Le niveau faible de souscription des stockages pourrait résulter en des déséquilibres importants ou récurrents de certains expéditeurs. De ce fait, la CRE considère qu'il est nécessaire de donner aux GRT davantage de latitude pour couvrir leur besoin d'équilibrage résiduel, que ce soit avec des produits notionnels ou des produits localisés. Les coûts engagés devront être intégrés dans le prix de règlement des déséquilibres afin que le signal prix reflète correctement les tensions du réseau.


6.5.1. Modalités d'intervention des GRT sur les marchés au titre de leur équilibrage


A l'heure actuelle, GRTgaz dispose de 4 créneaux d'interventions (10 h 25, 15 h 25, 17 h 25, 23 h 25) et de la latitude d'intervenir en dehors de ces créneaux pour optimiser le résultat de ses interventions.
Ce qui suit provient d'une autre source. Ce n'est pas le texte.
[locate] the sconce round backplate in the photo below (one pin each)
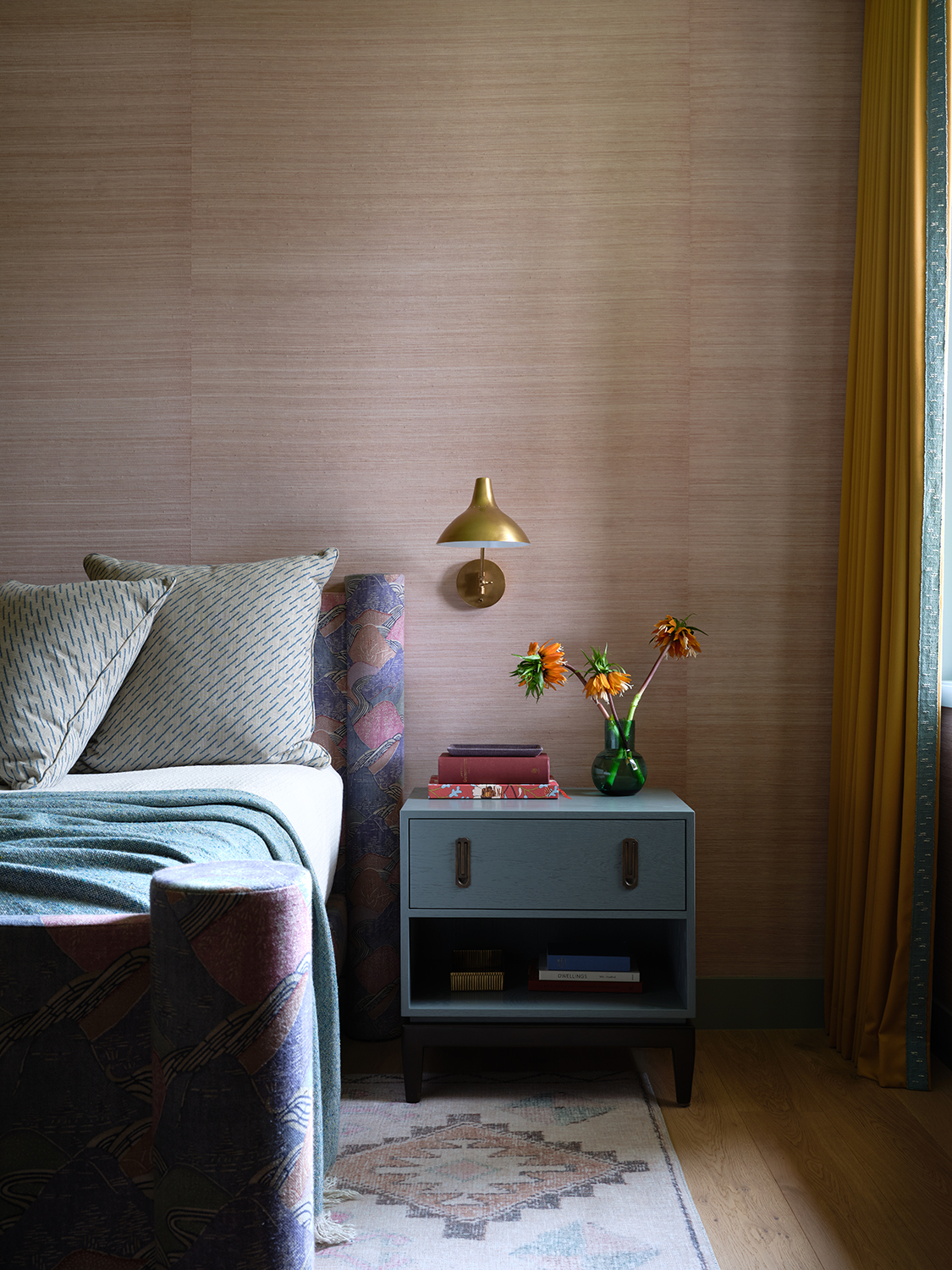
(467, 584)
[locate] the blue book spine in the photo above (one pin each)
(586, 962)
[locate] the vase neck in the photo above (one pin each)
(619, 737)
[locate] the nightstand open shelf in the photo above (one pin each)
(658, 947)
(535, 871)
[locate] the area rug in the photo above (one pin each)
(527, 1171)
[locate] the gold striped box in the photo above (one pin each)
(477, 970)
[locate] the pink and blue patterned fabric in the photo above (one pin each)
(76, 1080)
(75, 1039)
(234, 1112)
(360, 710)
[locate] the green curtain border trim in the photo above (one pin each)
(931, 586)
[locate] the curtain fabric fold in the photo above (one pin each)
(876, 870)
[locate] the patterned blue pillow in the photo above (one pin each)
(226, 675)
(63, 653)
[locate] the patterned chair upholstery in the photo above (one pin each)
(160, 1081)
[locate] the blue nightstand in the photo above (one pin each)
(520, 874)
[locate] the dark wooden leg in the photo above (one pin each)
(683, 1058)
(411, 1051)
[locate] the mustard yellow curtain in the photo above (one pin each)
(872, 863)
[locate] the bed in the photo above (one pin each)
(287, 798)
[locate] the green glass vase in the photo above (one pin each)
(619, 770)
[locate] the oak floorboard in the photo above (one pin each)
(792, 1160)
(905, 1170)
(830, 1185)
(933, 1110)
(748, 1218)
Les interventions de GRTgaz sont réalisées par le moyen d'un automate exploité par l'opérateur de bourse Powernext.
TIGF a recours au même automate, pour intervenir pendant le créneau horaire de 17 h 25 exclusivement, tous les jours y compris non ouvrés.
Bien que les GRT puissent acheter ou vendre en même temps les jours de déséquilibres, le mode de répartition des déséquilibres entre les deux zones d'équilibrage rend impossible qu'un GRT vende et l'autre achète. De ce fait, la CRE considère que les fenêtres d'intervention des GRT peuvent rester inchangées.
Toutefois, afin de refléter les tensions sur le réseau, la CRE souhaite que les paramètres d'achat-vente du robot, aujourd'hui bornés pour éviter que des prix trop élevés à l'achat ou trop bas à la vente, soient modifiés. S'il convient de maintenir une limite, la CRE souhaite que celle-ci soit plus souple, afin de permettre aux GRT de satisfaire leurs besoins en cas de situation de déséquilibre critique. La liquidité suffisante et l'amélioration des méthodes d'intervention permettent aujourd'hui de relâcher la contrainte prix sans redouter de manipulation ou d'erreur.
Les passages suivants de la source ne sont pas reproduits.